Hey prefect - this is a strange one - I got two er...
# prefect-community
b
Hey prefect - this is a strange one - I got two errors from flows overnight with
Copy code
State message: Submission failed. IndexError: list index out of range
Unfortunately there are no logs in the agent with any failures either 🤷 This did lead me to see some other errors in the agent 🧵
Copy code
Traceback (most recent call last):
  File "/usr/local/lib/python3.9/site-packages/prefect/agent.py", line 265, in _submit_run_and_capture_errors
    result = await infrastructure.run(task_status=task_status)
  File "/usr/local/lib/python3.9/site-packages/prefect_aws/ecs.py", line 523, in run
    status_code = await run_sync_in_worker_thread(
  File "/usr/local/lib/python3.9/site-packages/prefect/utilities/asyncutils.py", line 68, in run_sync_in_worker_thread
    return await anyio.to_thread.run_sync(call, cancellable=True)
  File "/usr/local/lib/python3.9/site-packages/anyio/to_thread.py", line 31, in run_sync
    return await get_asynclib().run_sync_in_worker_thread(
  File "/usr/local/lib/python3.9/site-packages/anyio/_backends/_asyncio.py", line 937, in run_sync_in_worker_thread
    return await future
  File "/usr/local/lib/python3.9/site-packages/anyio/_backends/_asyncio.py", line 867, in run
    result = context.run(func, *args)
  File "/usr/local/lib/python3.9/site-packages/prefect_aws/ecs.py", line 633, in _watch_task_and_get_exit_code
    task = self._wait_for_task_finish(
  File "/usr/local/lib/python3.9/site-packages/prefect_aws/ecs.py", line 880, in _wait_for_task_finish
    last_log_timestamp = self._stream_available_logs(
  File "/usr/local/lib/python3.9/site-packages/prefect_aws/ecs.py", line 924, in _stream_available_logs
    response = logs_client.get_log_events(**request)

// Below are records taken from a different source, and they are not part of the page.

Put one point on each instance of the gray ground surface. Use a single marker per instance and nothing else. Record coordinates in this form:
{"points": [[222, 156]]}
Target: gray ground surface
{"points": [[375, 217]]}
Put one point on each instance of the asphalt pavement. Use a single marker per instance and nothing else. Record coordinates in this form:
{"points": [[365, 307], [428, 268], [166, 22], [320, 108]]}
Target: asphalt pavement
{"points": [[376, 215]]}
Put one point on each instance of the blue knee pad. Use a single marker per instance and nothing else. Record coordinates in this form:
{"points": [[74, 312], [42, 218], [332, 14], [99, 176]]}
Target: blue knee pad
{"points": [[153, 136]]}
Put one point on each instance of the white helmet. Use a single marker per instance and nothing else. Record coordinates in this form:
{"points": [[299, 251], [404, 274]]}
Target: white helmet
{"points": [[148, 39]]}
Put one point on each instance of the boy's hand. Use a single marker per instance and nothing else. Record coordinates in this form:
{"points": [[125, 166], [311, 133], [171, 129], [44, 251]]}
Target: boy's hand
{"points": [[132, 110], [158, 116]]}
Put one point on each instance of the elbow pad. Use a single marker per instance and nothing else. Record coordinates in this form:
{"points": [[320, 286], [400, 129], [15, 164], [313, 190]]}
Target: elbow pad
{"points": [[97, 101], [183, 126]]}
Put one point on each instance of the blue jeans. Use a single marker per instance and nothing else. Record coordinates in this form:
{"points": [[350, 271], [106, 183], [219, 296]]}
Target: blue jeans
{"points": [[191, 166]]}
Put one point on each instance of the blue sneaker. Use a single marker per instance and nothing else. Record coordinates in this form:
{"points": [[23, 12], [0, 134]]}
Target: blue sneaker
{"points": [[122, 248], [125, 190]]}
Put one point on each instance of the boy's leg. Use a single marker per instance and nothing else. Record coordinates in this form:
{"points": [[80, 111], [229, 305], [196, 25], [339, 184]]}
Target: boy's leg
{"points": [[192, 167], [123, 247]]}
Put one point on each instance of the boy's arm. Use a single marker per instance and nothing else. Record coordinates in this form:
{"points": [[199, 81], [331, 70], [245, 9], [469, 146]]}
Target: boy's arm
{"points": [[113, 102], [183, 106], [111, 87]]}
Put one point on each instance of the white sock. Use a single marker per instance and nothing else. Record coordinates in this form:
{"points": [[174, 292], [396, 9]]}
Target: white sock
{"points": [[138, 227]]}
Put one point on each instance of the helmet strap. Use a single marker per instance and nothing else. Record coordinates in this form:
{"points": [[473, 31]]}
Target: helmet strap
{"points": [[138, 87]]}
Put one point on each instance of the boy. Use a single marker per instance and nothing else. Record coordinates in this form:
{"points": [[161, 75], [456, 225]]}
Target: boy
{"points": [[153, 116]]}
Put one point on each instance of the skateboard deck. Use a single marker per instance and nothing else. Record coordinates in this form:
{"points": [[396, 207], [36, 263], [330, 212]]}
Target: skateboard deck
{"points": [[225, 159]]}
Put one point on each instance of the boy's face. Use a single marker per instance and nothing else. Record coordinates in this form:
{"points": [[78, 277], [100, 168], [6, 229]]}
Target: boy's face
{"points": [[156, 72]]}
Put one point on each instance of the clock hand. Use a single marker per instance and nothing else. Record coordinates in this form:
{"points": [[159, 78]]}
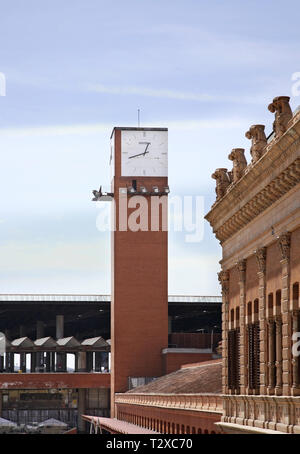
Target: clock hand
{"points": [[140, 154]]}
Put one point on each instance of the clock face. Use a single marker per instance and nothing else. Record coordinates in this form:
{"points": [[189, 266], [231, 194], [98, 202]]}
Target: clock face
{"points": [[144, 153]]}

  File "/usr/local/lib/python3.9/site-packages/botocore/client.py", line 530, in _api_call
    return self._make_api_call(operation_name, kwargs)
  File "/usr/local/lib/python3.9/site-packages/botocore/client.py", line 960, in _make_api_call
    raise error_class(parsed_response, operation_name)
botocore.errorfactory.ResourceNotFoundException: An error occurred (ResourceNotFoundException) when calling the GetLogEvents operation: The specified log stream does not exist.
but that is probably an issue for another thread. So any ideas how to debug that Flow failure?
z
The agent should dump logs when that happens — weird that it didn’t include a traceback.
I guess we also need to guard against intermittently missing log streams during log streaming 😢 come on AWS
b
AWS needs to pick up its game!!!
wasn't this PR part of the
0.1.8
release?
z
Yeah, is your agent on that?
b
yeah it is
z
😢
Unfortunately I can’t know more without a traceback
b
yeah I totally understand.... It is the first time it happened, and it did happen twice in 1 minute. I will keep an eye out for it and report back with more. btw - noticed 2.7.0 is out, how long does it take for the new base image to be available on Dockerhub?
ahh I can just use this image
2-python3.11
I just usually specify the prefect version in case something breaks...
z
I’d recommend using a specific version but 🤷 the images take ~5 minutes to publish https://github.com/PrefectHQ/prefect/actions/runs/3596998566/jobs/6058371962
b
oh yeah they just came out - too excited ! haha
s
Hey was this issue ever resolved? I am getting the log stream can’t be found thing now, as well. using python 3.9 and prefect 2.7.1
b
I think that's a different issue @Sam Werbalowsky. I get those errors too.
z
Please open a ticket in
prefect-aws
.
t
Hey, we got a similar issue because the agent was trying to start the ECSTask with too much memory and CPU. AWS allows by default only 6 vCPU and we were using 8. Maybe this helps.
z
That’s good to know! It was that error? Can you open an issue with the traceback so we can add handling?